With Halloween coming up, I’ve been looking for new scary films to watch. Like most years, the pickings in this genre are pretty slim and I tend to fall back on classics to fulfill my horror requirements. Here are my Top 5 Scariest Horror Films.
Now, I know what you’re thinking. This film is just not good, it’s dated and half the cast can’t act for shit. Just ignore Part 2, forget it exists and focus entirely on Part 1.

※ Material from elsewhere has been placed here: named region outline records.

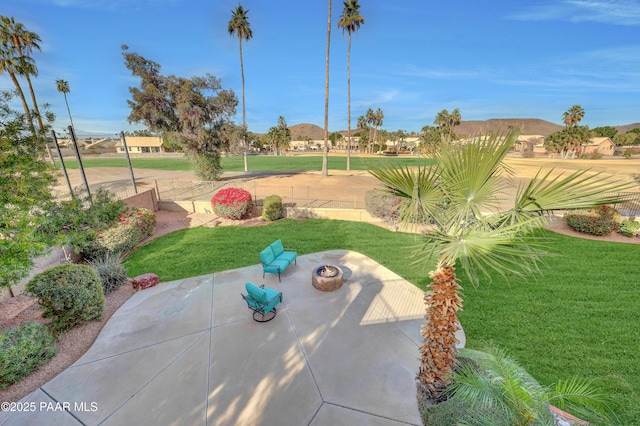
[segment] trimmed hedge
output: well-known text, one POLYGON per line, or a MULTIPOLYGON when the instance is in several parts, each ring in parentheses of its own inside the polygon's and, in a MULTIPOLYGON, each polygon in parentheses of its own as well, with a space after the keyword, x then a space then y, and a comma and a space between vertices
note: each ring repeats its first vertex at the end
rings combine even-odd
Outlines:
POLYGON ((242 188, 224 188, 211 199, 213 211, 227 219, 245 219, 251 214, 251 194, 242 188))
POLYGON ((120 216, 120 221, 98 234, 89 258, 121 254, 133 249, 156 230, 156 214, 148 209, 133 208, 120 216))
POLYGON ((129 277, 122 264, 120 256, 108 253, 89 262, 89 265, 98 273, 104 294, 109 294, 126 283, 129 277))
POLYGON ((262 218, 264 220, 273 222, 281 219, 283 212, 282 198, 279 195, 269 195, 264 198, 262 205, 262 218))
POLYGON ((27 377, 58 350, 49 329, 35 321, 0 333, 0 389, 27 377))
POLYGON ((567 225, 589 235, 609 235, 620 228, 620 212, 611 206, 593 207, 567 214, 567 225))
POLYGON ((88 265, 63 264, 49 268, 33 277, 26 290, 38 299, 43 315, 53 317, 55 331, 66 331, 102 317, 102 283, 88 265))

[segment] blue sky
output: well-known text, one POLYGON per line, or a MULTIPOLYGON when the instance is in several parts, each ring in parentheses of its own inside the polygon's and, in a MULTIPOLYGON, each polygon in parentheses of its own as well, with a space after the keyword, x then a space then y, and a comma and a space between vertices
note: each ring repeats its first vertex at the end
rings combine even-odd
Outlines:
MULTIPOLYGON (((327 2, 242 0, 253 39, 243 44, 249 130, 324 126, 327 2)), ((438 111, 463 120, 561 123, 574 104, 590 127, 640 122, 640 0, 360 0, 353 35, 351 117, 382 108, 383 128, 419 131, 438 111)), ((184 77, 211 73, 241 96, 238 40, 227 33, 237 0, 2 0, 0 14, 38 33, 35 90, 68 125, 55 80, 69 82, 76 129, 129 124, 127 44, 184 77)), ((329 128, 347 128, 347 37, 333 0, 329 128)), ((0 89, 13 85, 0 75, 0 89)), ((19 107, 19 104, 17 104, 19 107)), ((242 120, 238 105, 235 120, 242 120)))

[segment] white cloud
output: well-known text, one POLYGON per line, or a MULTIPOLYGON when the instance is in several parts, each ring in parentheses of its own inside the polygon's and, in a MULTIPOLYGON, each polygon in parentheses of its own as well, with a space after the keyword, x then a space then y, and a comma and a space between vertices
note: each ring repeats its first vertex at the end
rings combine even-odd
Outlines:
POLYGON ((640 25, 638 0, 557 0, 537 5, 507 17, 520 21, 600 22, 640 25))

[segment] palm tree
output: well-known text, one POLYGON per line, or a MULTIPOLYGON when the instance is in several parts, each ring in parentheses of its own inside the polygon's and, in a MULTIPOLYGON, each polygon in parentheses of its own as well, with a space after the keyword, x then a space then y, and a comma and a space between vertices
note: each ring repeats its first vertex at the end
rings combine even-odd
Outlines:
POLYGON ((346 0, 338 21, 338 28, 349 34, 347 44, 347 171, 351 170, 351 34, 357 32, 364 18, 360 15, 358 0, 346 0))
MULTIPOLYGON (((247 19, 247 13, 249 10, 245 10, 242 5, 238 5, 235 10, 231 11, 231 20, 227 31, 230 36, 237 35, 238 43, 240 46, 240 74, 242 75, 242 127, 244 131, 247 131, 247 115, 244 106, 244 64, 242 62, 242 40, 249 41, 253 37, 251 27, 249 26, 249 20, 247 19)), ((244 147, 244 171, 248 172, 249 167, 247 165, 247 143, 246 138, 243 137, 242 145, 244 147)))
POLYGON ((36 101, 36 94, 33 91, 33 85, 31 84, 30 76, 38 76, 38 69, 36 68, 33 60, 29 57, 29 54, 33 50, 40 50, 40 36, 38 34, 27 31, 19 22, 16 22, 13 17, 8 18, 6 16, 0 17, 0 34, 2 34, 2 42, 12 45, 16 49, 18 58, 21 62, 18 67, 19 74, 24 76, 31 92, 31 100, 33 102, 33 109, 35 110, 36 119, 40 127, 40 132, 44 132, 44 123, 40 116, 40 108, 38 108, 38 102, 36 101), (22 59, 25 59, 22 61, 22 59))
POLYGON ((331 0, 327 13, 327 54, 324 72, 324 151, 322 153, 322 176, 329 176, 329 50, 331 48, 331 0))
POLYGON ((582 418, 610 424, 606 398, 577 377, 541 386, 505 351, 490 347, 486 358, 462 363, 452 377, 454 398, 470 404, 461 424, 554 425, 551 404, 582 418))
POLYGON ((67 105, 67 112, 69 113, 69 121, 71 122, 71 127, 73 128, 73 133, 76 132, 76 128, 73 126, 73 119, 71 118, 71 110, 69 109, 69 102, 67 101, 67 93, 69 90, 69 82, 64 81, 62 79, 56 80, 56 87, 58 92, 64 95, 64 103, 67 105))
POLYGON ((456 365, 458 294, 456 264, 477 285, 482 273, 538 272, 543 247, 532 229, 544 223, 544 213, 614 204, 624 197, 603 195, 625 188, 623 184, 587 170, 567 177, 538 174, 527 186, 514 184, 502 160, 517 140, 517 131, 506 137, 488 135, 474 143, 443 143, 436 165, 418 168, 376 169, 371 174, 387 191, 407 199, 401 220, 415 222, 428 216, 434 229, 418 254, 425 262, 437 260, 425 293, 427 320, 422 329, 418 373, 422 395, 437 400, 449 383, 456 365), (517 187, 513 205, 499 208, 509 188, 517 187))
POLYGON ((562 121, 570 129, 584 118, 584 109, 580 105, 574 105, 562 113, 562 121))
POLYGON ((15 47, 4 42, 0 43, 0 74, 4 72, 9 74, 13 85, 16 87, 16 92, 22 101, 22 108, 24 109, 24 115, 27 118, 29 129, 31 130, 31 133, 33 133, 33 136, 36 137, 31 110, 29 109, 29 105, 27 105, 27 98, 25 98, 22 87, 20 87, 20 82, 16 77, 16 74, 19 74, 20 72, 20 67, 24 66, 24 62, 24 58, 21 59, 16 56, 15 47))

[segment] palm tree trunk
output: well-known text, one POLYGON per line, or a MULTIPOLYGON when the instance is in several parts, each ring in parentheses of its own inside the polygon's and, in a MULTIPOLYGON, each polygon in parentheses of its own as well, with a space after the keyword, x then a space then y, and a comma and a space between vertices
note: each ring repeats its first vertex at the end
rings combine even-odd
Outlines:
POLYGON ((36 120, 38 120, 40 135, 42 135, 42 137, 45 140, 44 147, 47 150, 47 158, 49 159, 49 162, 51 162, 51 164, 55 166, 56 162, 53 160, 53 155, 51 154, 51 148, 49 148, 49 144, 46 142, 44 123, 42 122, 42 116, 40 115, 40 108, 38 108, 38 102, 36 101, 36 94, 33 91, 31 78, 29 78, 29 74, 25 74, 25 78, 27 79, 27 84, 29 85, 29 92, 31 93, 31 101, 33 102, 33 109, 36 111, 36 120))
POLYGON ((439 266, 429 277, 432 281, 431 290, 424 295, 427 322, 421 331, 424 342, 420 347, 418 380, 421 393, 438 400, 456 365, 458 311, 462 309, 458 290, 462 287, 458 285, 453 266, 439 266))
POLYGON ((351 170, 351 31, 347 43, 347 171, 351 170))
POLYGON ((331 47, 331 0, 327 19, 327 56, 324 74, 324 153, 322 155, 322 176, 329 176, 329 50, 331 47))
POLYGON ((14 86, 16 86, 16 91, 18 92, 18 96, 22 101, 22 108, 24 109, 24 115, 27 118, 27 124, 29 126, 29 130, 33 134, 33 137, 37 137, 36 129, 33 126, 33 117, 31 116, 31 111, 29 110, 29 105, 27 105, 27 98, 24 97, 24 92, 22 91, 22 87, 20 87, 20 83, 16 78, 15 73, 9 72, 9 77, 11 77, 11 81, 13 81, 14 86))
POLYGON ((238 42, 240 43, 240 75, 242 76, 242 156, 244 157, 244 171, 249 171, 247 165, 247 140, 244 132, 247 130, 247 113, 244 108, 244 63, 242 62, 242 37, 238 36, 238 42))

Children are being murdered by a spectre that can take the shape of the things that scare them most. I first watched this when I was 6 years old (big mistake), and honestly, some of the scenes still horrify me to this day. Just googling images for this post was anxiety-inducing enough. I couldn’t look at Tim Curry the same for years.
I’ve got my fingers crossed the remake will be do the book a better justice, though.

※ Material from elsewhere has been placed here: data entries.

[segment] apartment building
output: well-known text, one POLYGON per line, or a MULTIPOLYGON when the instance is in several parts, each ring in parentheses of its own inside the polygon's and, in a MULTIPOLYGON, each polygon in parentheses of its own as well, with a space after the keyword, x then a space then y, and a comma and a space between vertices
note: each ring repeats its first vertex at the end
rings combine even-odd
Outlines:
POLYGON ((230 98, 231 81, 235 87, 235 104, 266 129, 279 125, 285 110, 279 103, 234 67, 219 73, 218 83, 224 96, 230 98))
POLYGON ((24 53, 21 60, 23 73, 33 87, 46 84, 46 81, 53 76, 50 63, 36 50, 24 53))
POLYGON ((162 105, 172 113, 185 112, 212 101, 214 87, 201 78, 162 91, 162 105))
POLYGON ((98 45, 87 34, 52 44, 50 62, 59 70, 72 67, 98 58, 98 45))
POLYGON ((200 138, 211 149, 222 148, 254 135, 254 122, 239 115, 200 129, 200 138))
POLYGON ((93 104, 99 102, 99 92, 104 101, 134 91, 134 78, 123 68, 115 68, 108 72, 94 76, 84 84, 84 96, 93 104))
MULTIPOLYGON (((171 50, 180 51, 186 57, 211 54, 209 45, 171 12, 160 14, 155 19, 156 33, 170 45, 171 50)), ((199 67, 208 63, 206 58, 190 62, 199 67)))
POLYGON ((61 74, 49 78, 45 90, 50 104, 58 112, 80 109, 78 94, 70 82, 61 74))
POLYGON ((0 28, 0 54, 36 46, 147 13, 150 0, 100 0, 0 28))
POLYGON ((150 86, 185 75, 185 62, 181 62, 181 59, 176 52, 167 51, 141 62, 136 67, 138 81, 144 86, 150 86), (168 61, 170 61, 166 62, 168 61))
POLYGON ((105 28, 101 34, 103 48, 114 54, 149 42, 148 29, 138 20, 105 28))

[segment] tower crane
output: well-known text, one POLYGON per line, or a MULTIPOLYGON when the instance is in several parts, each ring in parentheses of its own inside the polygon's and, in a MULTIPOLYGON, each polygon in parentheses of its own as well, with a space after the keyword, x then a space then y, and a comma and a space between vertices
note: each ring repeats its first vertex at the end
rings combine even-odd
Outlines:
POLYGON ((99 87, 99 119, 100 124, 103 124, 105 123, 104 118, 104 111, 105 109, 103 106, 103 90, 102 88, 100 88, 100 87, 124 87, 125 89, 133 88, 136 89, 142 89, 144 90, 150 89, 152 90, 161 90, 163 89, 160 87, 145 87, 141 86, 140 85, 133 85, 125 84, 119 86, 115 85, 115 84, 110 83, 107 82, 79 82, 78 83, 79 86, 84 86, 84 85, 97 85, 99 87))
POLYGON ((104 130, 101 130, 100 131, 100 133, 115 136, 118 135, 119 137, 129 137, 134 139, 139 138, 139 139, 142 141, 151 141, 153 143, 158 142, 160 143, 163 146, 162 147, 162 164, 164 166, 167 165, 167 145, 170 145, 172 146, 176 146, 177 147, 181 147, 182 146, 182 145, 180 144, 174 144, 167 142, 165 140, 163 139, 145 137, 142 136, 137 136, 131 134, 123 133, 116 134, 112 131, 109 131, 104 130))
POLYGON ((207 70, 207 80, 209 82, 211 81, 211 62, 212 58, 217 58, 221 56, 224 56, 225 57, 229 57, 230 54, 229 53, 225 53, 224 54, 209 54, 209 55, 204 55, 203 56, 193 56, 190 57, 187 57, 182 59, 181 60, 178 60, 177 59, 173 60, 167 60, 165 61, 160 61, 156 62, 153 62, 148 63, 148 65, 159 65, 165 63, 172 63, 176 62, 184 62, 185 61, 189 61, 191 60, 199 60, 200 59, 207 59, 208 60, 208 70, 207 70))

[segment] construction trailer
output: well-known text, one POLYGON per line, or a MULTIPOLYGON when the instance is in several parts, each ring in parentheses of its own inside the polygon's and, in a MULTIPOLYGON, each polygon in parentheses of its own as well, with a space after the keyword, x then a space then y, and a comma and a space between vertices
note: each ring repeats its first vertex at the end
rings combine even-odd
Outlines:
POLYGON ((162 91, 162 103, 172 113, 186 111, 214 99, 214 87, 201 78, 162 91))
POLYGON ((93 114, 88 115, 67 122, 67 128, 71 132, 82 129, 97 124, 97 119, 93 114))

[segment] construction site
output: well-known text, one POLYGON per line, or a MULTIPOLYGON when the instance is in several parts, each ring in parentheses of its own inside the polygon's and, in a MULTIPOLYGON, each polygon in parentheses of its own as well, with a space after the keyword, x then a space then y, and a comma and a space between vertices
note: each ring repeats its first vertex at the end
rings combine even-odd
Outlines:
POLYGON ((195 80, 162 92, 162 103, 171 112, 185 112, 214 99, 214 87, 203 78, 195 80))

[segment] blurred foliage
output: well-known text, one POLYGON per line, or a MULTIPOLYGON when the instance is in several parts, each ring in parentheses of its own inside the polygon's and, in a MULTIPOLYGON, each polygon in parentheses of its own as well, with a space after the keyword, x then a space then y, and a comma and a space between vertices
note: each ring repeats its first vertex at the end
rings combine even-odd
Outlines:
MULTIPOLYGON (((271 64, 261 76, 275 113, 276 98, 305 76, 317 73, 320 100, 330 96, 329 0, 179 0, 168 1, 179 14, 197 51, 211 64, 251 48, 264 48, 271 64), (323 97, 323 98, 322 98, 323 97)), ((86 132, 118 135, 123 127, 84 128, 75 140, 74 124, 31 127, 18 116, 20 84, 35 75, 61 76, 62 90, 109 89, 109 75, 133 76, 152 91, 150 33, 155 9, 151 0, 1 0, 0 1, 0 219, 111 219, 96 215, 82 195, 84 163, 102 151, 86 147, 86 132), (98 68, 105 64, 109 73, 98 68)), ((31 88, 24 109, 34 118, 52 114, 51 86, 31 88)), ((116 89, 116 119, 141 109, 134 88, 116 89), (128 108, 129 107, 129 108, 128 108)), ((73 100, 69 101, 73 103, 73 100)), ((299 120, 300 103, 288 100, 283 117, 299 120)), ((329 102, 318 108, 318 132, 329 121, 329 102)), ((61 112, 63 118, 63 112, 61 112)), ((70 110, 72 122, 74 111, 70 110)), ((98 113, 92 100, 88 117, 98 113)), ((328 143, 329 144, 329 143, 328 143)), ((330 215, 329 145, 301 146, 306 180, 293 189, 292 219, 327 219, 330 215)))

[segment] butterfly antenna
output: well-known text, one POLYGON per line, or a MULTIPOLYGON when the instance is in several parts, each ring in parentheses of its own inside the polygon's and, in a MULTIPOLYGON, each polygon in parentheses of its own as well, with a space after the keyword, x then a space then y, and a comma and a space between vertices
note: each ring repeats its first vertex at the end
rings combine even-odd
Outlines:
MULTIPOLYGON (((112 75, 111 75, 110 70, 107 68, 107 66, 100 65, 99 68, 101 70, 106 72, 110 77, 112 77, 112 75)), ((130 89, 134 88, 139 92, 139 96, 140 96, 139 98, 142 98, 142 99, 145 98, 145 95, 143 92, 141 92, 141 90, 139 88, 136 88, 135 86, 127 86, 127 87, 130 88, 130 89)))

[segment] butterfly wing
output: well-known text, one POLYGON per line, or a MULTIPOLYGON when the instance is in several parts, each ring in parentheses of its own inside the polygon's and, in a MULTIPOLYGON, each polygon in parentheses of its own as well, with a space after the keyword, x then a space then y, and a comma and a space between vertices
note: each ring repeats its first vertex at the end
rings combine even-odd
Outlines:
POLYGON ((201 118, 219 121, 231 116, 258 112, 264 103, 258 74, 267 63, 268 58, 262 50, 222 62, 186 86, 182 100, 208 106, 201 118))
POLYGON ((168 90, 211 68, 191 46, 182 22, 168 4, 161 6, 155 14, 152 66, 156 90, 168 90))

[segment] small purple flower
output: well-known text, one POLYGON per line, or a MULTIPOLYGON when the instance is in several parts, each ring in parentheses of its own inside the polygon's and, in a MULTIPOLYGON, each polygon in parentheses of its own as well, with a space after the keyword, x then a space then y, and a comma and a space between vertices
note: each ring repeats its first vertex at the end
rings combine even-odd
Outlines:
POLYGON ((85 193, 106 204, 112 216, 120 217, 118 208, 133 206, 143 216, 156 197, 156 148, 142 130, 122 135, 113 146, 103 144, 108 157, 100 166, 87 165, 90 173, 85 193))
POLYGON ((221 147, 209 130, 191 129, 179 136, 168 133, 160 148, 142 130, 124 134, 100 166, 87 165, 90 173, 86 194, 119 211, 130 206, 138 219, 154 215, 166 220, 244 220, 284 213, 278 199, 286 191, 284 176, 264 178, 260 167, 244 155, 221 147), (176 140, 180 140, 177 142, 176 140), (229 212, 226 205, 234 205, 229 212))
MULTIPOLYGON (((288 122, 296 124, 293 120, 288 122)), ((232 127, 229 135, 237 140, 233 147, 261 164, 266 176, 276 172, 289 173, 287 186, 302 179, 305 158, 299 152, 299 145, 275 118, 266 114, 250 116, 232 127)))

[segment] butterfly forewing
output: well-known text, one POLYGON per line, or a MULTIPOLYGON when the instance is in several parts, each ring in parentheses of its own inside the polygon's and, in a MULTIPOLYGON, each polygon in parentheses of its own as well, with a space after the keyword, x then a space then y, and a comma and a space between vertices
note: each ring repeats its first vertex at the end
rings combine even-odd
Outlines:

A husband murders his wife and son (and cat, aw), after wrongly believing she has had an affair, before killing himself in their Tokyo home. Their spirits curse anyone who enters the house to die. When a young nurse enters the house to care for its elderly resident, she incurs their wrath.

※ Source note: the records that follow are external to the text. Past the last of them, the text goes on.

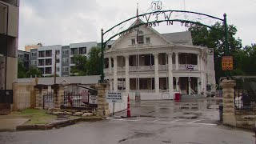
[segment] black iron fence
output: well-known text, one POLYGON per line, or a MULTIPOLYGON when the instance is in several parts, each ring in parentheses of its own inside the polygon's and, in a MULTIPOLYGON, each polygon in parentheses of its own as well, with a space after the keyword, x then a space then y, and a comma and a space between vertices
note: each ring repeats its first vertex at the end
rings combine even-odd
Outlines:
POLYGON ((256 94, 250 90, 235 90, 234 107, 239 110, 256 110, 256 94))
POLYGON ((46 92, 42 95, 42 108, 54 107, 54 98, 53 92, 46 92))

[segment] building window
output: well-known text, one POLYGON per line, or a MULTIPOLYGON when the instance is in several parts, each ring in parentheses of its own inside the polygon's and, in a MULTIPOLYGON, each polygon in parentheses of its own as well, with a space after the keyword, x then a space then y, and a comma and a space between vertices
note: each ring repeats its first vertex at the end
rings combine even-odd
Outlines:
POLYGON ((45 66, 45 60, 38 59, 38 66, 45 66))
POLYGON ((144 35, 143 31, 138 32, 138 44, 143 44, 144 43, 144 35))
POLYGON ((62 72, 69 72, 69 66, 63 66, 62 72))
POLYGON ((132 45, 135 45, 135 38, 131 39, 131 44, 132 44, 132 45))
POLYGON ((59 58, 56 59, 56 63, 59 63, 59 58))
POLYGON ((86 47, 79 47, 79 54, 86 54, 86 47))
POLYGON ((51 57, 52 51, 51 50, 46 50, 46 57, 51 57))
POLYGON ((32 55, 32 57, 37 57, 38 53, 36 53, 36 52, 32 52, 32 53, 31 53, 31 55, 32 55))
POLYGON ((69 58, 62 58, 62 63, 68 63, 69 62, 69 58))
POLYGON ((39 51, 39 57, 45 57, 45 51, 39 51))
POLYGON ((150 44, 150 38, 146 38, 146 43, 150 44))
POLYGON ((70 49, 70 55, 75 55, 78 54, 78 48, 72 48, 70 49))
POLYGON ((57 55, 58 55, 59 54, 59 50, 56 50, 55 53, 56 53, 57 55))
POLYGON ((46 59, 46 66, 50 66, 52 63, 51 58, 46 59))
POLYGON ((51 67, 46 67, 46 74, 51 74, 51 67))
POLYGON ((32 60, 31 65, 37 65, 37 60, 32 60))
POLYGON ((63 50, 62 50, 62 54, 69 54, 69 50, 68 49, 63 50))
POLYGON ((23 58, 23 54, 18 54, 18 58, 23 58))

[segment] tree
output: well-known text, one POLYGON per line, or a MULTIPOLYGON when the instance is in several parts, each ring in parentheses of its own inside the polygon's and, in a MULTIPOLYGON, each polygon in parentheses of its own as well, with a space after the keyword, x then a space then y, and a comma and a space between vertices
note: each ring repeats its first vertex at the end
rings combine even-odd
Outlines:
POLYGON ((87 57, 83 55, 74 55, 73 58, 75 66, 70 70, 72 75, 86 75, 87 57))
POLYGON ((26 78, 26 69, 22 62, 18 62, 18 78, 26 78))
POLYGON ((92 47, 89 52, 89 59, 86 63, 87 75, 100 74, 100 57, 101 49, 99 47, 92 47))
POLYGON ((37 67, 31 66, 26 72, 26 78, 30 78, 30 76, 32 76, 32 78, 34 78, 35 76, 40 78, 42 77, 42 71, 37 67))
MULTIPOLYGON (((218 80, 220 77, 225 76, 225 73, 222 70, 222 57, 224 55, 225 51, 224 26, 216 22, 212 26, 213 29, 209 29, 203 26, 192 26, 189 28, 189 30, 191 31, 194 45, 214 49, 216 82, 218 82, 218 80)), ((239 38, 234 38, 236 33, 237 29, 234 26, 228 26, 229 49, 230 54, 234 57, 234 70, 241 74, 243 72, 239 69, 239 61, 237 61, 237 59, 239 59, 240 57, 242 41, 239 38)))

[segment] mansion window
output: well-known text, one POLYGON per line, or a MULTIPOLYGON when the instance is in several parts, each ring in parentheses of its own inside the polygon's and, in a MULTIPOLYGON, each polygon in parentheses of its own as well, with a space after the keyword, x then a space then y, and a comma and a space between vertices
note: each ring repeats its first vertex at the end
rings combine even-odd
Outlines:
POLYGON ((138 32, 138 44, 143 44, 144 43, 144 35, 143 31, 138 32))

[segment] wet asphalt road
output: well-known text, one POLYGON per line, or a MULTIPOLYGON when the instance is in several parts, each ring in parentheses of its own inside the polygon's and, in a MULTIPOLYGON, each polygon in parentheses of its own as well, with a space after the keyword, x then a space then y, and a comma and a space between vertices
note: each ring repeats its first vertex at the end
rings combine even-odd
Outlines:
POLYGON ((254 143, 254 133, 217 124, 218 102, 195 103, 194 101, 182 104, 170 101, 134 102, 132 114, 140 117, 109 118, 50 130, 2 132, 0 143, 254 143))

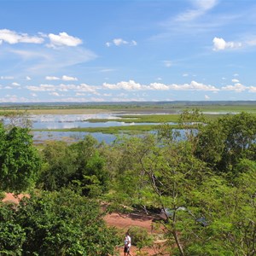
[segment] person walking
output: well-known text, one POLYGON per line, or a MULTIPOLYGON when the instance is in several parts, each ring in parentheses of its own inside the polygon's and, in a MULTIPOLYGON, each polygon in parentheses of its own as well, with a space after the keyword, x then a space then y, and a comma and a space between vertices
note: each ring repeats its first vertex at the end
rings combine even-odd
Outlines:
POLYGON ((124 248, 125 256, 128 256, 128 255, 131 256, 130 253, 131 246, 131 239, 129 235, 129 232, 126 232, 125 238, 125 248, 124 248))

Jesus christ, do not watch this film alone!
The Japanese do long-haired-spoopy-girl-horror-films like no other, and Ju-on is the pinnacle of their success. Forget the American remakes, they’re good but not that good. This makes The Ring look like a kids story. There is one scene involving bed sheets that scared the absolute crap out of me. Good luck sleeping after this.
Jim wakes up from a coma, 4 weeks after an incurable virus has swept the UK. He and a handful of survivors try to find sanctuary.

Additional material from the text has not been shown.